Researchers Create a Large Language Model for Indonesia’s Languages Researchers Create a Large Language Model for Indonesia’s Languages

AI researchers Louis Owen, Vishesh Tripathi, Abhay Kumar, and Biddwan Ahmed, who work for customer service tech company Yellow AI, published a paper (download) in March 2024 describing their experience with the Komodo-7B-Instruct large language model (LLM). 

The Komodo-7B-Instruct model was built on the Llama-2 LLM. Interestingly, in 2023 Meta deemed the Llama-2 LLM as potentially not suitable for non-English use. The researchers claim that the Komodo LLM improves upon language translation services and “contributes to addressing educational disparities in Indonesia, offering direct translations from English to 11 regional languages.”

The model, designed specifically for Acehnese, Balinese, Banjarese, Buginese, Dayak Ngaju, Javanese, Lampungnese, Madurese, Minangkabau, Sundanese, and Toba Batak —as well as various dialects—, has seven billion parameters, as the 7B in its name indicates.

In the paper, the researchers explained that, with this model, they also sought to address known issues in other high-resource and multilingual LLMs, including English bias and underperformance in low-resource languages.

Grades 1-12 Textbooks as Data Sources

The datasets used in training and fine-tuning the Komodo-7B-Instruct LLM were created from open-source data and manually collected data. Sources included Indonesian textbooks on various subjects, colloquial data from movie subtitles, news, and informal conversations, according to the paper. 

Explaining that “a judicious selection of high-quality data has proven effective, even yielding State-of-the-Art perfor­mance under certain circumstances,” the researchers set out to create a model specialized in understanding. The resulting datasets addressed specific language traits, including language proficiency, cross-lingual understanding, common sense reasoning, sentiment analysis, and intent classification. 

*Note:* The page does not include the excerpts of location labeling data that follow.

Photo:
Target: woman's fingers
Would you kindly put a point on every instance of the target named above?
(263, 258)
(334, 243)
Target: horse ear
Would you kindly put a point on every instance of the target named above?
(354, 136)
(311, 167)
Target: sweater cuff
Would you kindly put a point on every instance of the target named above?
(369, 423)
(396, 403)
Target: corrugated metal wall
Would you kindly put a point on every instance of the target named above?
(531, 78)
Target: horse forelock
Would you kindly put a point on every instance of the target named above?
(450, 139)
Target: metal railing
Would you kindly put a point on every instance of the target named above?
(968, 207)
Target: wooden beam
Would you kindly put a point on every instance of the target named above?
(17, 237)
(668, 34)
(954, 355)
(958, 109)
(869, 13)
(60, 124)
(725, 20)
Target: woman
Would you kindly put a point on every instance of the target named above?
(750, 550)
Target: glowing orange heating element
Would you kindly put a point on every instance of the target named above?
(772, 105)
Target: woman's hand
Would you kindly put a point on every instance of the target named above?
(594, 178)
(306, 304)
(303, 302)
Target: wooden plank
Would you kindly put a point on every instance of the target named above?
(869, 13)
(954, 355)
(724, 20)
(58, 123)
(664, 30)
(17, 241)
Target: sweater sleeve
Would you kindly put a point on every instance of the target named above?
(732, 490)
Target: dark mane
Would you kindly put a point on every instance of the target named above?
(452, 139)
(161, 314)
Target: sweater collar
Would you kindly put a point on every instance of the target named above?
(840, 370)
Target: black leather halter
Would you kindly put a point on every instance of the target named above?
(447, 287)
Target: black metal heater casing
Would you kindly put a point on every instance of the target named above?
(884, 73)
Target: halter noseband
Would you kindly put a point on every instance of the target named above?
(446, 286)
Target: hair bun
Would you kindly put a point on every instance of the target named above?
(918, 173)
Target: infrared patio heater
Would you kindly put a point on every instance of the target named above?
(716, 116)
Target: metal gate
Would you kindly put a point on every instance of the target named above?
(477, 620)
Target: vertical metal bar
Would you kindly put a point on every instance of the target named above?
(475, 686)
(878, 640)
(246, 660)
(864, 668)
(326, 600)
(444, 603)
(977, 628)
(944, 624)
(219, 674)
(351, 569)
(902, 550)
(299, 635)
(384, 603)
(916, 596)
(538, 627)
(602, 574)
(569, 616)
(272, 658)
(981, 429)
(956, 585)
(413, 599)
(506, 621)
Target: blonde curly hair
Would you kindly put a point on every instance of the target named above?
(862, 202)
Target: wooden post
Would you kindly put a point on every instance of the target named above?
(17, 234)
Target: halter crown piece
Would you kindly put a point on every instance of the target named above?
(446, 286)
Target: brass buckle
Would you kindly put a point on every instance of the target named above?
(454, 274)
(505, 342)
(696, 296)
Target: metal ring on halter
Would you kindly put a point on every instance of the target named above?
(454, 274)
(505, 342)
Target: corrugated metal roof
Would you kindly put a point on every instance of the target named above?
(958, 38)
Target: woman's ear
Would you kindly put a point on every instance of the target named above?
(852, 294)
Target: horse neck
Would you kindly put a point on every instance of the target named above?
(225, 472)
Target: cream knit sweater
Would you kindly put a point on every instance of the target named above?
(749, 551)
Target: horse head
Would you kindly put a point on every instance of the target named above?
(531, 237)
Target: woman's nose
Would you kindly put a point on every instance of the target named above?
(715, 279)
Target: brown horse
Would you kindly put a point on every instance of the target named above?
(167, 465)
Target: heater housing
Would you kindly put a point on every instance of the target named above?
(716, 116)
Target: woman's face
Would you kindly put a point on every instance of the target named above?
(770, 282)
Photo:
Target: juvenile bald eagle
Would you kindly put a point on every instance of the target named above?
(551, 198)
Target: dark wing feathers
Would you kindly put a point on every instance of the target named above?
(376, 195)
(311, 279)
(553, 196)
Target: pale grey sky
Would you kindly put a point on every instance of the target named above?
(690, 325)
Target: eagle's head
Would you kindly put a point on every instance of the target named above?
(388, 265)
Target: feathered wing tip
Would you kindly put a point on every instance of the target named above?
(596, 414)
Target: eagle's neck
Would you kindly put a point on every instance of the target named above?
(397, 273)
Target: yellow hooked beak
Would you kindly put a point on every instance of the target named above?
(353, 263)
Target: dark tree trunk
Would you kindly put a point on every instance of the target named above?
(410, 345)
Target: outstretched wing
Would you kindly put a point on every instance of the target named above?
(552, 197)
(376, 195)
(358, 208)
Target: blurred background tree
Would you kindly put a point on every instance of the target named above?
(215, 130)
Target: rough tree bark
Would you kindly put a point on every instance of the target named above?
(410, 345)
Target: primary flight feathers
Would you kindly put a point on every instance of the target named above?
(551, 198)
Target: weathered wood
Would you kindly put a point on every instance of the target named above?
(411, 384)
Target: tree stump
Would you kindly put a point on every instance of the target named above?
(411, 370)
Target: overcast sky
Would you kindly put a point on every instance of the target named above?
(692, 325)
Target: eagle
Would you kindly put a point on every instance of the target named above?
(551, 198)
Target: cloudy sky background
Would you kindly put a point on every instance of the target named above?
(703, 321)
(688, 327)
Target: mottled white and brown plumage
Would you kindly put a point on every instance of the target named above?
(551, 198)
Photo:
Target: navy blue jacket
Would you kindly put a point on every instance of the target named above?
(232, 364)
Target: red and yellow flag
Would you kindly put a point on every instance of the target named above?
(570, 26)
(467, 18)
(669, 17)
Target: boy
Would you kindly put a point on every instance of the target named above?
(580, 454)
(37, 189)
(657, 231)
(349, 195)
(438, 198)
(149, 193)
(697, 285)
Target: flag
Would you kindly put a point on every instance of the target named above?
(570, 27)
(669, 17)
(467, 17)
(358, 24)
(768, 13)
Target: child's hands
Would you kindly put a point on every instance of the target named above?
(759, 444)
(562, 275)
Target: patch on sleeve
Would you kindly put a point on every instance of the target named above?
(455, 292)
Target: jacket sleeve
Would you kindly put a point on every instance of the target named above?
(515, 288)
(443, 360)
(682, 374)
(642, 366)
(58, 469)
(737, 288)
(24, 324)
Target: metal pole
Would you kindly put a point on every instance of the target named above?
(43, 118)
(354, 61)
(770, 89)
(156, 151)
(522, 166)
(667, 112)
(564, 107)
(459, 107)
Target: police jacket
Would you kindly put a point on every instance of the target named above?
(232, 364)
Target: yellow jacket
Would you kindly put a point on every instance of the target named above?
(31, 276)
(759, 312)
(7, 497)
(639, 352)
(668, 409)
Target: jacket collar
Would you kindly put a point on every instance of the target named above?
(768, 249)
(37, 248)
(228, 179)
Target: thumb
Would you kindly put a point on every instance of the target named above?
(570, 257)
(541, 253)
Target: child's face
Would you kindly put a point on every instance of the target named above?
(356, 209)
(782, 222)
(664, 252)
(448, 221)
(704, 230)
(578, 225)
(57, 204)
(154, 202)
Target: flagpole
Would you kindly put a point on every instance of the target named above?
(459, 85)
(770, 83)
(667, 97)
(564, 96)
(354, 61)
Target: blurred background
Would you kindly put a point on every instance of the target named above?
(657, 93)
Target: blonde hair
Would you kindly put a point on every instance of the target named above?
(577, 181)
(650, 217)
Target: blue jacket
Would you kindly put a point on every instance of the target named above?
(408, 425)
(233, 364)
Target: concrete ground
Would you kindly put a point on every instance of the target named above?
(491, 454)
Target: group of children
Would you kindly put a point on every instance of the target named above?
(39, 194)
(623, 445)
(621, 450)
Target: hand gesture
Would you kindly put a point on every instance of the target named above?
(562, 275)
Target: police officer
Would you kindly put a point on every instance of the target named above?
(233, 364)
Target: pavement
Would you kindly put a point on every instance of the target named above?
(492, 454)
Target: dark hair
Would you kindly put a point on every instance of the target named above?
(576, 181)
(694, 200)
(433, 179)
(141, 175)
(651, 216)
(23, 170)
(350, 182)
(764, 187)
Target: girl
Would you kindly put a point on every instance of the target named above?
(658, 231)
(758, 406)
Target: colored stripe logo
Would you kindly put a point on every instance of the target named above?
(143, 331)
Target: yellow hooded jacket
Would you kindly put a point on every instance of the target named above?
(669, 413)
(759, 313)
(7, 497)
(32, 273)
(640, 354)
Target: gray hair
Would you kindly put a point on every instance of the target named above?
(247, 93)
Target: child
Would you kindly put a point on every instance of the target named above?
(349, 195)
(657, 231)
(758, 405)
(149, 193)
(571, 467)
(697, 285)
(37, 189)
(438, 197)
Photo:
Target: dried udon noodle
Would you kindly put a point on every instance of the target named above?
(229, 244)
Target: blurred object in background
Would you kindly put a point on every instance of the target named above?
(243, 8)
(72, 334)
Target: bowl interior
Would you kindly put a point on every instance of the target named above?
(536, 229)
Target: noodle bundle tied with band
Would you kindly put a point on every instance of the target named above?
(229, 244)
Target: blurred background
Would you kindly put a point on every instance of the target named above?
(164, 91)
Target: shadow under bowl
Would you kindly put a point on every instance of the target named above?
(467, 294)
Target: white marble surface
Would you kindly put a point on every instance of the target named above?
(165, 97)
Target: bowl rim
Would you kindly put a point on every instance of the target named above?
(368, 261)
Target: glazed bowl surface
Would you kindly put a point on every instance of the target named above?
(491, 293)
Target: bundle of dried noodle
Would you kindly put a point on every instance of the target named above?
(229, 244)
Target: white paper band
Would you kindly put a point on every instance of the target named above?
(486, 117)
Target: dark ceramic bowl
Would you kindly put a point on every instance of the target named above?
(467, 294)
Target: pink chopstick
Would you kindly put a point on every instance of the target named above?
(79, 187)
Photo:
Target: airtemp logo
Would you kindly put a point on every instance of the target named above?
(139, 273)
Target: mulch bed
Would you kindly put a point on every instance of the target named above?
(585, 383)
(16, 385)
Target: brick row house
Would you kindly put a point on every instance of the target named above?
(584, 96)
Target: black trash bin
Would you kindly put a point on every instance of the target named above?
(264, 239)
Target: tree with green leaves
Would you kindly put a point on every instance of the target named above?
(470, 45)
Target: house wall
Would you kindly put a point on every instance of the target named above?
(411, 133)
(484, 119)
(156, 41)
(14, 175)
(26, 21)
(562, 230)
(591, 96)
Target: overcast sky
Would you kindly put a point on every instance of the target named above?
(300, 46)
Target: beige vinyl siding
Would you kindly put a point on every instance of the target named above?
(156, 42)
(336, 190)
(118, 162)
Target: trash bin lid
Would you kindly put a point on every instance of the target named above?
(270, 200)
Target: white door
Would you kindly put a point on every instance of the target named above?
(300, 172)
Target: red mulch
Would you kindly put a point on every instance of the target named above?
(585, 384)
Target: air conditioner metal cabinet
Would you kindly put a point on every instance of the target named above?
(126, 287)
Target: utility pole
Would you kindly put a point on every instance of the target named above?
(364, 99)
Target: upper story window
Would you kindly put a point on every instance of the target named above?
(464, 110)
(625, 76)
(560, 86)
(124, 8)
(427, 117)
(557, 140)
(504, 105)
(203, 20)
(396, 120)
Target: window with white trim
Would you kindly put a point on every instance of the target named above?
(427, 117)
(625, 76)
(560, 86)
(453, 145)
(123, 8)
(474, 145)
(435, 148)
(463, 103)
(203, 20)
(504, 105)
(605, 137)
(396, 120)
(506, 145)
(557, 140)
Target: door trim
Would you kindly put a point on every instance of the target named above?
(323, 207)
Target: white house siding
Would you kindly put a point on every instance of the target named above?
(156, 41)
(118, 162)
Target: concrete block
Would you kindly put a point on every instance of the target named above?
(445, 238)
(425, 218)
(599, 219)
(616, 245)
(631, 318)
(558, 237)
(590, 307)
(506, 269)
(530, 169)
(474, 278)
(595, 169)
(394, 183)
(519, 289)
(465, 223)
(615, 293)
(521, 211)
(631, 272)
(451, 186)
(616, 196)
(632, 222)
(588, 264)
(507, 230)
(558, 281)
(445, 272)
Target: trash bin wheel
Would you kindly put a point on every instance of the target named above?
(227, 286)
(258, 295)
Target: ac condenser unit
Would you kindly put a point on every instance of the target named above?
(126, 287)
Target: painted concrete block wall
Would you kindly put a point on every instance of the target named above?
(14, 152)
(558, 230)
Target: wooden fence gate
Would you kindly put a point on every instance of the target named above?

The vocabulary used was expanded to include common Indonesian and regional words. The researchers identified and incorporated approximately 2,000 frequently used words in Indonesian and 1,000 words for regional languages not included in the Llama-2 model.

During the pre-training phase, Komodo-7B-Instruct refined its ability to position words, grouping similar words closer together in its memory. Other dataset preparatory steps included repetition removal (excessive repetition of words or phrases), quality filtering (filtering out low-quality or irrelevant data), and deduplication (removing duplicate entries).

Part of the model’s training also involved English datasets and alternate parallel data with all combinations of English, Indonesian, and the 11 regional languages. The researchers’ intention in doing so was to enhance the model’s understanding of code-mixed (multiple-language) sentences. They also used a bilingual next-token prediction strategy instead of a monolingual next-token prediction with translated Indonesian text.

Better Performance Across Tasks

According to the researchers, their Komodo LLM surpasses various multilingual models, including Cohere’s Aya-101, MBZUAI’s Bactrian-X-llama-7B, Qwen-1.5, Mistral’s Mixtral-8x7B-Instruct-v0.1, and AISingapore’s Indonesian SEA-LION LLM on multiple tasks against existing benchmarks, including Perplexity. It also surpasses Google Translate in scope (which supports only Indonesian, Javanese, and Sundanese). 

The model, say the researchers, excelled in intent classification, colloquial language detection, sentiment analysis across languages, and cross-language understanding (e.g., Indonesian-English). Komodo-7B-Base was also able to maintain the performance of Llama-2-7B ­Base across all tasks, except GSM8k, a math task. 

The Komodo LLM succeeded in designing and fine-tuning for “linguistic variations specific to the Indonesian context and its regional languages, enabling it to outperform in tasks related to Indonesian and regional languages,” added the researchers. 

Beyond commercial applications, one important use case for the model is its potential role in supporting a diverse set of Indonesia’s regional languages for educational purposes, according to the researchers. Their idea is that with the Komodo LLM “resources and information can be more widely disseminated, contributing to a more inclusive and equitable educational landscape throughout the country.”